Along the Hudson River north of New York City, Club
activists are pressuring General Electric to clean up the PCBs the company has dumped in
the river. In Columbia, Miss., the Club worked with the Jesus People Against Pollution to
confront Reichhold Chemical, the owner of an abandoned turpentine plant leaking toxic
effluent. And in New Orleans, the Club has shined the spotlight on Freeport McMoRan, which
operates the world's largest gold mine and third-largest copper mine in Indonesia's Irian
Jaya and has poisoned the island's rivers with mine waste.
"Corporations are very sensitive to image," says
Jim Price, staff director of the Club's Southeast field office in Birmingham, Ala. Price
has presented more than two dozen corporate-accountability workshops in the last three
years. "When we focus public attention on the malfeasance of corporations and say
they're not being good citizens, they're going to want to correct that image. The key is
to be sure they change their behavior, not just their image."
Directly challenging corporations represents a new front
for the Club. Price says that part of the impetus for this approach grew out of the Club's
environmental justice work in the South.
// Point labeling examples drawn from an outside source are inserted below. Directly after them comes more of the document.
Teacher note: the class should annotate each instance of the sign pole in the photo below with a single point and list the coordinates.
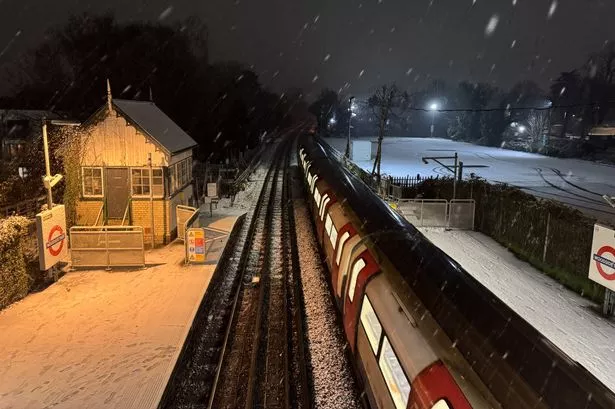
(47, 165)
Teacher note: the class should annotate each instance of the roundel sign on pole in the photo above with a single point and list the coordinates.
(52, 237)
(602, 262)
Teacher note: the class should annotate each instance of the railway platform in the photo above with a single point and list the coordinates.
(104, 339)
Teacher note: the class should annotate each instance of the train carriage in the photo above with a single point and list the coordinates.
(424, 333)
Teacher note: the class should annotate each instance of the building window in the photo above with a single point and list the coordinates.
(92, 182)
(394, 375)
(141, 182)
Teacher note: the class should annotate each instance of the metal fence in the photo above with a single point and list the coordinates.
(186, 216)
(107, 246)
(424, 213)
(461, 214)
(25, 208)
(456, 214)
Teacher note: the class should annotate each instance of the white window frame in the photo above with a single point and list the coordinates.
(340, 248)
(333, 235)
(373, 328)
(149, 179)
(386, 362)
(354, 274)
(102, 181)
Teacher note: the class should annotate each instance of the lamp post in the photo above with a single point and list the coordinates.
(433, 108)
(347, 154)
(48, 180)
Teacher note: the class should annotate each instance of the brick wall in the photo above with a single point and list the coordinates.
(141, 216)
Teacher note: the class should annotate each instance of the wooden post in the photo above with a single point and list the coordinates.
(544, 251)
(609, 303)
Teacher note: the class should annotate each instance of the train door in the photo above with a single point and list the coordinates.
(362, 268)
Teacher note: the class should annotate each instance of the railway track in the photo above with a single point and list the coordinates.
(263, 363)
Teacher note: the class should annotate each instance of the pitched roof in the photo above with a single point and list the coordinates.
(155, 123)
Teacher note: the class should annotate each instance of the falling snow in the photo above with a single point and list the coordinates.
(166, 13)
(492, 25)
(552, 9)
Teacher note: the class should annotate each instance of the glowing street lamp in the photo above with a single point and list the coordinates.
(434, 107)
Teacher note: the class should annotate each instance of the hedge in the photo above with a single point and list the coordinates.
(522, 223)
(14, 279)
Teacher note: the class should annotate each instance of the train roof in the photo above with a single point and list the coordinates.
(449, 293)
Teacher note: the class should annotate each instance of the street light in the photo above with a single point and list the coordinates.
(350, 107)
(48, 180)
(433, 108)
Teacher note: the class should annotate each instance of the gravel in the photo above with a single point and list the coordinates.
(333, 383)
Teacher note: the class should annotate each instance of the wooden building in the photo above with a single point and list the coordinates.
(135, 159)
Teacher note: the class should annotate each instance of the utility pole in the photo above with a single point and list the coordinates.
(347, 154)
(151, 194)
(50, 181)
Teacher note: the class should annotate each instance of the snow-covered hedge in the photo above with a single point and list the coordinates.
(14, 278)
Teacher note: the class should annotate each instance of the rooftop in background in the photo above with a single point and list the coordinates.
(155, 123)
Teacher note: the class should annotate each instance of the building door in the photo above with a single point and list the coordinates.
(117, 192)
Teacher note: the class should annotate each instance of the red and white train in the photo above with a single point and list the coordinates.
(425, 334)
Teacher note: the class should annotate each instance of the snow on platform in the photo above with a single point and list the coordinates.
(564, 317)
(575, 182)
(103, 339)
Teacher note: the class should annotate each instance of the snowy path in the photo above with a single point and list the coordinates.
(575, 182)
(565, 318)
(103, 339)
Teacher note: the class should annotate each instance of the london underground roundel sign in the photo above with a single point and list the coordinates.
(602, 262)
(55, 240)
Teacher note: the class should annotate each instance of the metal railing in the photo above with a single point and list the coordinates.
(461, 214)
(456, 214)
(186, 217)
(424, 213)
(107, 246)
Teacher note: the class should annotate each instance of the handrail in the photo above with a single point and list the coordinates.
(126, 211)
(102, 206)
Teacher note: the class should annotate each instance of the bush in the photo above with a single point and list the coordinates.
(522, 223)
(14, 279)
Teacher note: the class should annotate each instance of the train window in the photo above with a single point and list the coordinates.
(345, 237)
(321, 205)
(356, 269)
(333, 236)
(328, 224)
(324, 206)
(394, 375)
(371, 324)
(441, 404)
(313, 182)
(317, 197)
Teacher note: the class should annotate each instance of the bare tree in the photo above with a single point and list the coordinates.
(387, 101)
(537, 124)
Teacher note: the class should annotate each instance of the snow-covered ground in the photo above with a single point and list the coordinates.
(564, 317)
(103, 339)
(572, 181)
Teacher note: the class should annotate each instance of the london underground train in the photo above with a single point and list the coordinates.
(424, 334)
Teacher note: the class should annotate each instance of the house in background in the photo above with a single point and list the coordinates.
(135, 159)
(19, 127)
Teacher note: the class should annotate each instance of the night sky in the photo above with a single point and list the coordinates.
(361, 43)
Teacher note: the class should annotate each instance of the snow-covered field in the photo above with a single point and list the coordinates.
(572, 181)
(561, 315)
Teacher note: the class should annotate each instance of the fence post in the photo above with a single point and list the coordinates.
(544, 251)
(107, 249)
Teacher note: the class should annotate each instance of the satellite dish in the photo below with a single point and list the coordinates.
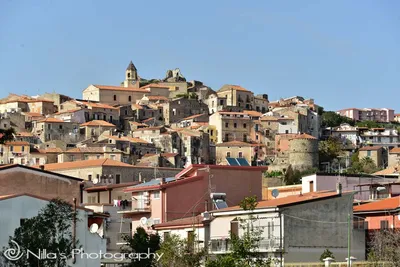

Residents in Columbia, Miss., who lived near an
abandoned turpentine plant that had blown up and leaked whenever it rained, had become
increasingly frustrated working with the regional office of the Environmental Protection
Agency. Several years ago, when a story in Sierra magazine targeted the party responsible
for the site, Reichhold Chemical, which has over 40 Superfund sites, the company's CEO was
deluged with letters and he agreed to meet with the community. (The residents got part of
what they wanted -- health monitoring -- but did not get relocated, as they had hoped.)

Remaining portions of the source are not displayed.